Karlos Santamaria eta haren idazlanak

 

Cine y Teatro

 

El Diario Vasco, 1965-06-06

 

      Â«ESPRIT» de mayo dedica su cuaderno al teatro. fiesta o rito, diversión o paraliturgia, el teatro sigue siendo, hoy como ayer, un tema importante.

      La época del teatro falsamente realista, es decir un teatro sin misterio ni compromiso, a la manera, por ejemplo, del teatro de Benavente, que no era en el fondo sino una manifestación expresiva de los convencionalismos y alienaciones de una sociedad burguesa, está hoy casi completamente superada.

      Por encima de las polémicas actuales, los nombres de Ionesco, Claudel, Lorca, Beckett y otra docena más, bastan para garantizarnos que el teatro es algo más importante que una diversión distinguida, destinada al placer de damas y caballeros repantingados.

      Más aún, puede decirse que la importancia del teatro crece a medida que el hombre de la gran ciudad va sintiéndose más solitario dentro de esa inmensa máquina que llamamos la civilización técnica.

      Porque el hombre, todo hombre, necesita una comunicación y la máquina no es capaz de proporcionársela.

      Entre el teatro y el cine hay muchas diferencias, claro está, pero una de ellas, que me parece sustancial, consiste en que el primero implica una presencia humana efectiva, una comunicación «inter vivos», que en el segundo no se da de la misma manera.

      En el teatro esta presencia humana es real, mientras que en el cine la cámara y la pantalla se interponen entre el actor y el espectador dejando a ambos encerrados en sus propios hermetismos.

      Por eso, al salir de una sala de cine uno se siente casi siempre algo así como fracasado o defraudado.
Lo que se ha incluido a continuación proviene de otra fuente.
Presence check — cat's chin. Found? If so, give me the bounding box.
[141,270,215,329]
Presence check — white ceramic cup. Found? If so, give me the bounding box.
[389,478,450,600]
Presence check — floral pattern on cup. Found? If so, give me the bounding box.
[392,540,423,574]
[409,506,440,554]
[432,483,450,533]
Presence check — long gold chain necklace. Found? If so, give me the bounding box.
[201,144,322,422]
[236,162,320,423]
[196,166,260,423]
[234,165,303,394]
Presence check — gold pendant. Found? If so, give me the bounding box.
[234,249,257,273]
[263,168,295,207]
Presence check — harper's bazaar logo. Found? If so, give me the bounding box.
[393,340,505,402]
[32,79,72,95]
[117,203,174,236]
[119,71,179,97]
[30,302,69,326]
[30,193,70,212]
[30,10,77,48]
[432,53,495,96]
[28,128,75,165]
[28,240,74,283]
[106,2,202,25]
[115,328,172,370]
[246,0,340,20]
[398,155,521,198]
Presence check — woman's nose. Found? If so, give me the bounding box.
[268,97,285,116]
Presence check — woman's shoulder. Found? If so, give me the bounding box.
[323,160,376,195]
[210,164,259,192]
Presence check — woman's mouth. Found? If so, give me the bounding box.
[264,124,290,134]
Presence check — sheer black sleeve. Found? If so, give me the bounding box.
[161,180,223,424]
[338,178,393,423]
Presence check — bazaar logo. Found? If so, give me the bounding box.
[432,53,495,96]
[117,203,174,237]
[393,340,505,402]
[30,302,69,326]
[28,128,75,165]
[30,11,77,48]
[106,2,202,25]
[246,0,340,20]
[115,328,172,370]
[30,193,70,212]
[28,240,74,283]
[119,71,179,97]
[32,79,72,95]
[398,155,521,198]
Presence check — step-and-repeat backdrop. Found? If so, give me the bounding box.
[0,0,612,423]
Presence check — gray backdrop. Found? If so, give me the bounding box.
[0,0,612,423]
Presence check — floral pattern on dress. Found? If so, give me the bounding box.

Es un fenómeno parecido al que le ocurriría a un enamorado, separado por muchos kilómetros de distancia de su amada, y condenado a hacerle el amor únicamente a través de los hilos del teléfono. Faltan, en un caso como éste, las efusiones y compensaciones propias de un auténtico diálogo de enamorados.

      En el teatro, por malos que sean los comediantes, uno se encuentra en presencia de seres humanos, provistos de sangre, cuerpo y alma, viviendo al mismo tiempo que ellos la aventura de una misma farsa.

      La pantalla no oye, ni ve, ni siente. La emoción puesta por los actores en su trabajo constituye un hecho ya pasado, que aconteció alguna vez, frente a una cámara, en medio de una fatigosa tramoya. Quizás el actor ha muerto ya cuando le vemos hablar y moverse ante nosotros y su presencia en la pantalla adquiere un sentido extraño de fantasmagoría macabra e irreverente.

      Tanto el público de cine como el actor de cine sufren del mismo mal: ausencia del «otro», falta de comunicación humana. La cámara cinematográfica es para el actor un muro, como lo es la pantalla para el espectador. Ante ese muro el actor de cine debe experimentar una frustración fundamental al verse privado de todo eso que el público da al actor de teatro y que éste conoce y espera de él: la atención silenciosa y expectante de la sala al plantearse el tema, los movimientos diversos con que el público acoge tal o cual frase, tal o cual parlamento, previstos ya de antemano por el comediante, el murmullo, la risa y la carcajada colectiva y, finalmente, el aplauso que confirma, por un instante, al actor, el valor de su trabajo.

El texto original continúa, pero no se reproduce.